Vanishing Photographs, a Book, and a Box

In February, I wrote to someone who had been a graduate student at SFAI, someone I had met at a gathering of students and educators at the Book Club of California in the Spring of 2013. I remembered the book he had presented a little hazily: I knew that the photographs, that he had taken and developed on gelatin silver paper, were unfixed, and that they would disappear over time, that the book was about memory and loss. Since I often have photography students in my CCA class, I thought I might inquire and perhaps purchase or trade for the book. I did remember it as powerful and conceptually interesting, the sort of thing that would appeal to anyone, really.

The book's creator is John Steck Jr. The book is called Lament. It is hardcover, a kind of drum leaf binding with digitally printed text. He made it in 2012 and there are five copies. Each has twelve photographs, including the cover image.

He sent it in a box, formerly used to house photo paper, and wrapped in bubble wrap.

With a loose paper to shield the cover image.

It begins: "All of these memories must leave me"

An inside page: "Shadow of a window, vase of flowers in the distance"

Very simple, understated, yet somehow powerful and not sentimental because of its straightforward description. The mystery lies in the hidden emotion, which is clearly there with words like "no longer there" and "Willow tree in the rain" and "my Ireland."
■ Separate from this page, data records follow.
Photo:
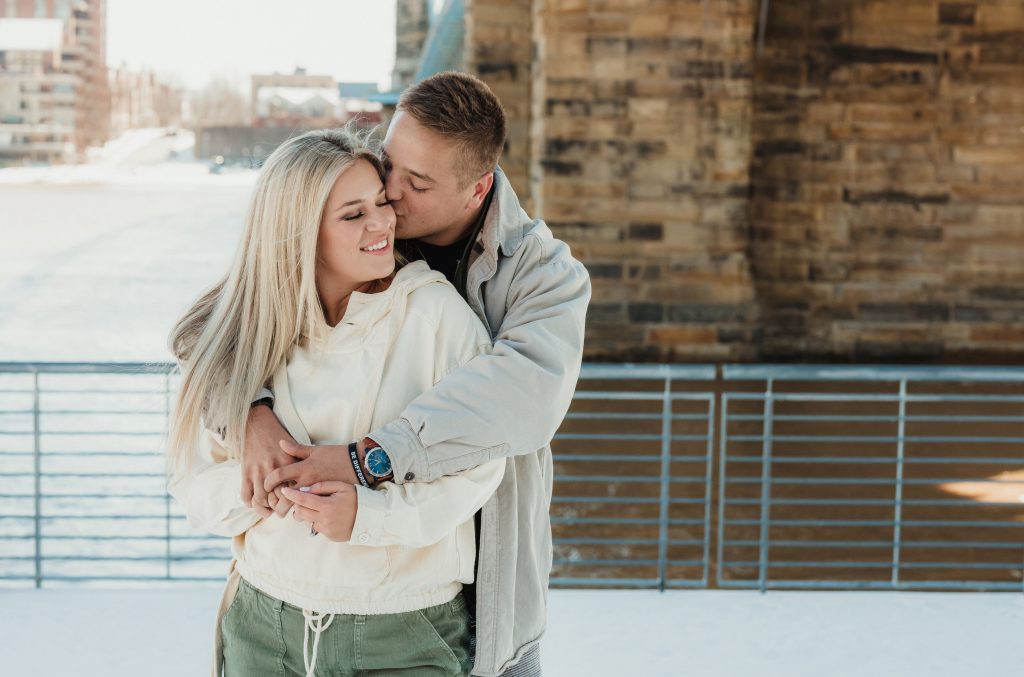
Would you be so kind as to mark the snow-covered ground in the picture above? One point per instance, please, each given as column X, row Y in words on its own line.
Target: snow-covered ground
column 97, row 260
column 95, row 263
column 160, row 633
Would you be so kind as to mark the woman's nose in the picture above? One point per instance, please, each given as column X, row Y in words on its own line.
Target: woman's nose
column 391, row 187
column 383, row 219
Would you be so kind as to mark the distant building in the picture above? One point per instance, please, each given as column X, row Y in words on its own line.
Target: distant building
column 140, row 99
column 42, row 80
column 296, row 100
column 37, row 95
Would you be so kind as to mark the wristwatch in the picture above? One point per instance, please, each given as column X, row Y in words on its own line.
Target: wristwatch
column 378, row 463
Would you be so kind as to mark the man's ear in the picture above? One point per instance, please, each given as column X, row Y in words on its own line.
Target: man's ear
column 481, row 187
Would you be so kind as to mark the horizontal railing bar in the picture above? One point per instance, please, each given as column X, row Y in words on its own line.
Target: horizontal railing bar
column 160, row 497
column 926, row 460
column 971, row 503
column 888, row 439
column 752, row 543
column 878, row 522
column 125, row 558
column 608, row 478
column 602, row 458
column 628, row 371
column 151, row 475
column 605, row 562
column 604, row 520
column 603, row 499
column 103, row 537
column 596, row 541
column 611, row 583
column 89, row 455
column 871, row 480
column 870, row 585
column 870, row 373
column 829, row 396
column 887, row 564
column 910, row 418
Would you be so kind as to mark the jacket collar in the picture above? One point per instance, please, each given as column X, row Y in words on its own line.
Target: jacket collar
column 505, row 223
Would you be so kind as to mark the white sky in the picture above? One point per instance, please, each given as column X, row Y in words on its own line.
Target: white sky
column 197, row 40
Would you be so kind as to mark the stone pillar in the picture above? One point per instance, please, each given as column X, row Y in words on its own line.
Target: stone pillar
column 412, row 25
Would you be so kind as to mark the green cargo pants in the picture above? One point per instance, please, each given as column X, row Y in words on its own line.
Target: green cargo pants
column 263, row 636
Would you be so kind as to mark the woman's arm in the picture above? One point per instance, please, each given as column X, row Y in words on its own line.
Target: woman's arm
column 415, row 514
column 209, row 491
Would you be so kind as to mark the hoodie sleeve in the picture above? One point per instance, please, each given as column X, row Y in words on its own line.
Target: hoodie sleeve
column 419, row 514
column 512, row 399
column 210, row 491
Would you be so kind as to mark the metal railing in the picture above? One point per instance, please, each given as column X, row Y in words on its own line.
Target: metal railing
column 666, row 476
column 849, row 477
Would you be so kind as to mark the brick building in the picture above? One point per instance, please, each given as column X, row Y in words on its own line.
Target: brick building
column 840, row 181
column 82, row 58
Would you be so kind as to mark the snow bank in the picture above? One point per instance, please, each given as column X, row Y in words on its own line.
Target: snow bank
column 97, row 633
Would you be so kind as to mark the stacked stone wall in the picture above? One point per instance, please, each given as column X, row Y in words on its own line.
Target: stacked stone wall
column 850, row 193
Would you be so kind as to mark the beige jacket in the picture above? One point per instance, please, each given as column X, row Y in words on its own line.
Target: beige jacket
column 413, row 546
column 532, row 296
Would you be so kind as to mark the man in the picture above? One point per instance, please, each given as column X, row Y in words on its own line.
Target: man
column 457, row 210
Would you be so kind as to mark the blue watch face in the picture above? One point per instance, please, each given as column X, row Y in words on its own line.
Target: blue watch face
column 378, row 462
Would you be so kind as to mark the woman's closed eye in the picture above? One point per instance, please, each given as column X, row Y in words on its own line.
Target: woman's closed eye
column 356, row 217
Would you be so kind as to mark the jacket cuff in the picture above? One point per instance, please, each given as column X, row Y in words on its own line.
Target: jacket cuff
column 409, row 457
column 370, row 513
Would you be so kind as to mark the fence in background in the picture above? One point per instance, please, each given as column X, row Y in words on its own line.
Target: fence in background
column 666, row 476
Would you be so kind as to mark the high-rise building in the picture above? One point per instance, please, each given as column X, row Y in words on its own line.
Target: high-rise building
column 37, row 96
column 81, row 57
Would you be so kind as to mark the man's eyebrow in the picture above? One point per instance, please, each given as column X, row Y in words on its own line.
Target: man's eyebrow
column 355, row 202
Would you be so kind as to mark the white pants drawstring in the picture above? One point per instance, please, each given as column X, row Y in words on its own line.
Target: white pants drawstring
column 315, row 622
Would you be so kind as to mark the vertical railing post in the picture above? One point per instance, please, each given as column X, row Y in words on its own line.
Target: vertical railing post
column 37, row 450
column 663, row 540
column 766, row 445
column 709, row 464
column 723, row 451
column 167, row 496
column 898, row 498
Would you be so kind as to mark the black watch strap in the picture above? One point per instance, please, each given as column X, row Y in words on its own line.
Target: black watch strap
column 263, row 400
column 353, row 454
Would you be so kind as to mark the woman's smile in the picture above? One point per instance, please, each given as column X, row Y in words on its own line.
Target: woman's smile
column 379, row 248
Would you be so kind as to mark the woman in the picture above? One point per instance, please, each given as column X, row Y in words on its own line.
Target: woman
column 314, row 304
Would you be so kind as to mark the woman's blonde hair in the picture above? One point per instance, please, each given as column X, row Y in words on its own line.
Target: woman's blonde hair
column 240, row 332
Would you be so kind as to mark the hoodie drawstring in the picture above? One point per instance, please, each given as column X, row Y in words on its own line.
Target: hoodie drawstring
column 314, row 622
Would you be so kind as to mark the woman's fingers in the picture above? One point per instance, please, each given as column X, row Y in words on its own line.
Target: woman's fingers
column 306, row 514
column 283, row 504
column 296, row 450
column 283, row 475
column 310, row 501
column 328, row 488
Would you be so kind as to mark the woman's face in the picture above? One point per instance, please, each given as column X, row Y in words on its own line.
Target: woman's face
column 355, row 244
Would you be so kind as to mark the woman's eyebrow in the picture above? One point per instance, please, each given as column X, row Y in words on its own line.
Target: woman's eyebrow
column 355, row 202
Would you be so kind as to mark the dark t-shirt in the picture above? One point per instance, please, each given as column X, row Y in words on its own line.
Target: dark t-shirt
column 450, row 260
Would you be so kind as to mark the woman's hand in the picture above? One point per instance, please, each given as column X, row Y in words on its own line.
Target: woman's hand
column 327, row 463
column 329, row 507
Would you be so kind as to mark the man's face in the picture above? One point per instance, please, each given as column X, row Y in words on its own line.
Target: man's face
column 423, row 185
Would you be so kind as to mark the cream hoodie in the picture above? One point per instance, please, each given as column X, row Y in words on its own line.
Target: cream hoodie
column 413, row 546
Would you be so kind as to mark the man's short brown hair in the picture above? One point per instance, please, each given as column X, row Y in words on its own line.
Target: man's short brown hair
column 461, row 108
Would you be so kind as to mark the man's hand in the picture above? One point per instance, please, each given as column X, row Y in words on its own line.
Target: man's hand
column 329, row 507
column 261, row 455
column 317, row 464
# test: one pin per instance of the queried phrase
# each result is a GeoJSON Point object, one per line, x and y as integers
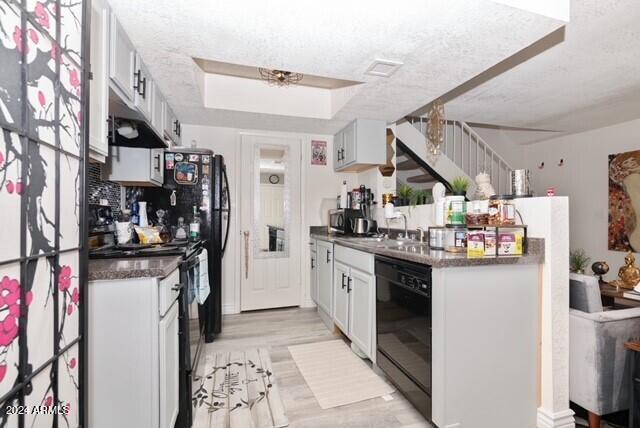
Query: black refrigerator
{"type": "Point", "coordinates": [199, 178]}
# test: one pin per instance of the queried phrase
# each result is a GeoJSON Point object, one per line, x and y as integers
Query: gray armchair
{"type": "Point", "coordinates": [598, 363]}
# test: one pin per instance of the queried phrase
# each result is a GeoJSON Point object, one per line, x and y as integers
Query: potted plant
{"type": "Point", "coordinates": [405, 193]}
{"type": "Point", "coordinates": [578, 260]}
{"type": "Point", "coordinates": [420, 197]}
{"type": "Point", "coordinates": [459, 186]}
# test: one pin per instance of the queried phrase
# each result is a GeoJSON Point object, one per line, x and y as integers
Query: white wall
{"type": "Point", "coordinates": [318, 183]}
{"type": "Point", "coordinates": [584, 178]}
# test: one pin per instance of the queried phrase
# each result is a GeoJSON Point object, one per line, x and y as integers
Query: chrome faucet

Last December, before I bought the book, I asked him a few questions, which he was happy to answer. After some  "extreme changes" in his life he found that he had bad associations with a series of photographs he had taken. Struck by how powerful those images had become, he thought he might be able to rid himself of those unpleasant feelings if he watched the images fade away. Ultimately, the more he worked with the images, the more neutral they became. He still felt connected to the images, but they did not cause him further anxiety. Conceptually, the book mimics our experience of memory; we hold onto images and they begin to change and fade gradually over time. As he pointed out, the words of the titles will remain, and even after the images are gone or become ghostly silhouettes, the words can spark the viewer's own imagination. In this way, the viewer will become a more active participant over time.

It is interesting that John confronted his emotions by delving deeper into the material instead of running away from it and how that confrontation (transformation through art) actually released him.

I didn't really want to leave the book in the mailing box with the bubble wrap, so this past week I made a box for it, a clamshell that echoes its colors. Black seemed a natural choice, but the book is a warm black, more brown, and I generally hate all-black boxes anyway. Luckily, I was able to rustle up some scraps of maroon, plus some painted paper pieces that seemed to match.

The box is slightly too large. In calculating the size of the box, I had added an inch to the book's width and height. Three-quarters of an inch probably would have been better. But I'm thinking about wrapping the book in plain muslin cloth, shroud-like, or in black velvet, photographer-style. That will pad it, protect it, and give a clue to its delicate nature, I think.

I will keep it in darkness. But I won't be afraid to look.


Anna Mavromatis said…
The book, the story, your box and desire to house and protect it, the post...
This is a wonderful post. There is an article about memories in the New Yorker this week, Partial Recall. Reminds me of this.
Velma Bolyard said…
i really like this, and like your plan to clothe the book in its box.